The other day I spent some days at the sea. Not any sea – but the place where I was born. I left it behind when my parents divorced and have only returned for holidays since. This time was different, though. When I got there and took my first deep breath, the fresh salty ocean air must have found a secret pathway to a spot deep, deep within me that had been lying dormant for a good three decades. It touched it, ever so gently. And suddenly I knew: I have to go back. I have to go. HOME.
It’s not that this thought has never crossed my mind. Of course, whenever I spent some time there I wondered what it would be like to move back. But it wasn’t a serious contemplation, rather a brief escape from reality, one that demanded that I live where I live because my job is there, my partner, my friends. It was just a mind blob, a fancy idea with no foothold to grab onto.
This time was different, though. There was a part deep within me that responded to a quest, a search for a more meaningful, peaceful life that has kept me busy and a bit restless for the best part of the last three, four years. But if you had asked me just days before I would have told you the same old reasons why I couldn’t possibly go back there. Except, really, would I?
Now that I think about it, things have changed tremendously. I have been questioning my career choice for a while now. My partner is no longer my partner. And my friends? Well, my friends will be friends, no matter where I live. In fact, they might be delighted to visit me in a sought-after holiday destination that is really just a day trip away.
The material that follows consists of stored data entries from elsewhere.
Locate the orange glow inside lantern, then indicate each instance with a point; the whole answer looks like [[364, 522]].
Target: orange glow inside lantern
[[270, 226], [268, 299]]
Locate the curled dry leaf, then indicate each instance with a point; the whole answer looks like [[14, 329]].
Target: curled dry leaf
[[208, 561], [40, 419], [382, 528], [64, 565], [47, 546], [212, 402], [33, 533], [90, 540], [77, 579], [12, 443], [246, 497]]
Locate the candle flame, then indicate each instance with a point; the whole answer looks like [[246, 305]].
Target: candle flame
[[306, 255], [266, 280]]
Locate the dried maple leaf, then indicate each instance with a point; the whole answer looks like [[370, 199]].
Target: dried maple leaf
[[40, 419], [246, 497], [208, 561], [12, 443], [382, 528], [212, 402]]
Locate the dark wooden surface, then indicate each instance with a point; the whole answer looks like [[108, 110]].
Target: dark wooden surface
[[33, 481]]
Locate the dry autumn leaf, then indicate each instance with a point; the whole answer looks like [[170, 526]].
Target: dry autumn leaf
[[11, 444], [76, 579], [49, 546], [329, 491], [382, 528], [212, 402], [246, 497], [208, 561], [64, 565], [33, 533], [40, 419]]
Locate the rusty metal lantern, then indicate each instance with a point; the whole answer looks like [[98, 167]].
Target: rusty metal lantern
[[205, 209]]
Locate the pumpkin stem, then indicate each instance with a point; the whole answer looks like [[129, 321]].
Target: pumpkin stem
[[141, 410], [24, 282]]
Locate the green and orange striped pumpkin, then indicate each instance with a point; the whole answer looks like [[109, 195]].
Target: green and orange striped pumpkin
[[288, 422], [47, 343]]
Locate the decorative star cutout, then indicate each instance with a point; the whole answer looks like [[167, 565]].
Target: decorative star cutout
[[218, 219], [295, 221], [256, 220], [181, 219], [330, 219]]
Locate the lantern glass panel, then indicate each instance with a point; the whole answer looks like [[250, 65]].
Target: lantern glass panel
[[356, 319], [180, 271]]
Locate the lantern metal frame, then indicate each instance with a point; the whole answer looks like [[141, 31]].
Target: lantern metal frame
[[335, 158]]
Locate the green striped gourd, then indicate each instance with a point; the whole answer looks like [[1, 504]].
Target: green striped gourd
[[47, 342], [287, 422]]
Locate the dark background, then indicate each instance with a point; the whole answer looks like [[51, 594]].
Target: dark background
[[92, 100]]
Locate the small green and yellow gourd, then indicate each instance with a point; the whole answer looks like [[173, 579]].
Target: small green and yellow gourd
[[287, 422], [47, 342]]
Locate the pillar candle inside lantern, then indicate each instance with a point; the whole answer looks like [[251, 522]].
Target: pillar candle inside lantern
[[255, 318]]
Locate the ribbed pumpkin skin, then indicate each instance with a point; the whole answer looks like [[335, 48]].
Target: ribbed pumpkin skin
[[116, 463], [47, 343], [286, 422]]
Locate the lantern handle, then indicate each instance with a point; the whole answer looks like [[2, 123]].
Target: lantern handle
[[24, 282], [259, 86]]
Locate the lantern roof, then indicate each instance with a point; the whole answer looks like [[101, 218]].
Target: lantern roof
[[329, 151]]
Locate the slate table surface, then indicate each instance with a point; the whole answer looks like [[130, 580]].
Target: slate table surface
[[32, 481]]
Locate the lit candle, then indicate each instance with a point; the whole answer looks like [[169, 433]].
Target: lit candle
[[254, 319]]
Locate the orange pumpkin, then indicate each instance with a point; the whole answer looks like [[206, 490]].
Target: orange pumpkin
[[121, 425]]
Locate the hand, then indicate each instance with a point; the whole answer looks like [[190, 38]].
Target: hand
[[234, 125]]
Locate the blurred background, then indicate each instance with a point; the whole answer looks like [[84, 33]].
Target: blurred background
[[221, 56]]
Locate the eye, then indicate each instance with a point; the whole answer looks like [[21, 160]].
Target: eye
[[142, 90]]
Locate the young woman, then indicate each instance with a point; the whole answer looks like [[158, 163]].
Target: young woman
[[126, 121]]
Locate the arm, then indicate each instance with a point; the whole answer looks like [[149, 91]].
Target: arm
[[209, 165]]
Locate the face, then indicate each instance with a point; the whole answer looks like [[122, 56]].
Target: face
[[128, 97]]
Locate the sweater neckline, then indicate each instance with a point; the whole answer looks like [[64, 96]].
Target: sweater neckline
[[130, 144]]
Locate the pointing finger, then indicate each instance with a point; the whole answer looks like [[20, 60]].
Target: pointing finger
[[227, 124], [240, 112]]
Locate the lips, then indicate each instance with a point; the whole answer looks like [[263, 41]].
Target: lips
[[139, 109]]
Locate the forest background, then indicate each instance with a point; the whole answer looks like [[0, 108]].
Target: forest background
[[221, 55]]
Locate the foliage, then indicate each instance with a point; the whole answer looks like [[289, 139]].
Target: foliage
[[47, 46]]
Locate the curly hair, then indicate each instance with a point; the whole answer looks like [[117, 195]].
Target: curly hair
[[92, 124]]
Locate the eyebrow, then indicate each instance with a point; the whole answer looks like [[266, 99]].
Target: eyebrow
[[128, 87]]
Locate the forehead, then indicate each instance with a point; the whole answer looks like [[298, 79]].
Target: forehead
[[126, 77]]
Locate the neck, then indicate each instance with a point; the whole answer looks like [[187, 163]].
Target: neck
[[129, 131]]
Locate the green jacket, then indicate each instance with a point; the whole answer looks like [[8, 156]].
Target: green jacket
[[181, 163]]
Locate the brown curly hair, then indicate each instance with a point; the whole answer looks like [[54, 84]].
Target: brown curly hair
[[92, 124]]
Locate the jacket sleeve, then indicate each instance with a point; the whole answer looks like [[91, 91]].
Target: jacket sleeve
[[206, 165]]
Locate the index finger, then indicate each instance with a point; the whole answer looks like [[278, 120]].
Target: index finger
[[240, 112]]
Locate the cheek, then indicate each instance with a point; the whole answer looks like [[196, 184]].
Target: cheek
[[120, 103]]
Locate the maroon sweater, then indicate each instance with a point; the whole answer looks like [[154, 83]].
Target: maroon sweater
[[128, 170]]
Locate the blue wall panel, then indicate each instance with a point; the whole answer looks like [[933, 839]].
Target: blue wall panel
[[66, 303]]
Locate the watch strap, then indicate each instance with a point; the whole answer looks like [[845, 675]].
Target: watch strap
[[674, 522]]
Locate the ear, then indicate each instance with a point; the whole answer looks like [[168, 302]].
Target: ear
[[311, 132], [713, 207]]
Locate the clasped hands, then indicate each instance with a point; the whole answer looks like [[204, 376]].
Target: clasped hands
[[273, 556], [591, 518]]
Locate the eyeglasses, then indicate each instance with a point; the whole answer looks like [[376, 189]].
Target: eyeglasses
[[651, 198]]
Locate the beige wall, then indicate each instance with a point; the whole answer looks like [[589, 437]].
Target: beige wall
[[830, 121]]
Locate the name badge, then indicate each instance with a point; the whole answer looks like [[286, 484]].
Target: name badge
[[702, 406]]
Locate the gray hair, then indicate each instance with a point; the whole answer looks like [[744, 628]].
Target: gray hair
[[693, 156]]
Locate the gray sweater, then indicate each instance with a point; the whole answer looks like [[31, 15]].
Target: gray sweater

Funnily enough, there was a moment, a very short, very crisp, very clear moment in which I was thinking about nothing else than this. About going back home. I knew, just knew that this was what I have to do. There was a clarity, a certainty that was beyond all doubt and that commanded my undivided attention, even if only for a few seconds. It felt right. Totally right. No questions asked.
Of course it didn’t take long for my always alert, never ceasing to question and analyze mind to kick in and take right back over. How would I afford a home? What would I do to earn a living? How often would I see my friends? Would I miss my current home, the vast culture and food scene, the many possibilities that only a big city can offer? All valid questions.
But the one, the only really important question – I can’t stop thinking since – is: Where do I truly, wholeheartedly feel at home? And it’s right there. At the sea, with sea gulls, sandy white beaches and endlessly patient waves gently rolling on and off the shore.
Interestingly enough, as I write this, I remember my about me page. I created it two years ago when I first started blogging. And it makes me wonder: Could it be possible that we know what we need to know all along and just have to find the courage to face it?
I don’t know. But I feel I might want to find out what happens once I allow this beautiful thought to linger. And to take shape and form. And maybe, just maybe, come about in ways I cannot fathom yet but that might already be there, ready to be discovered.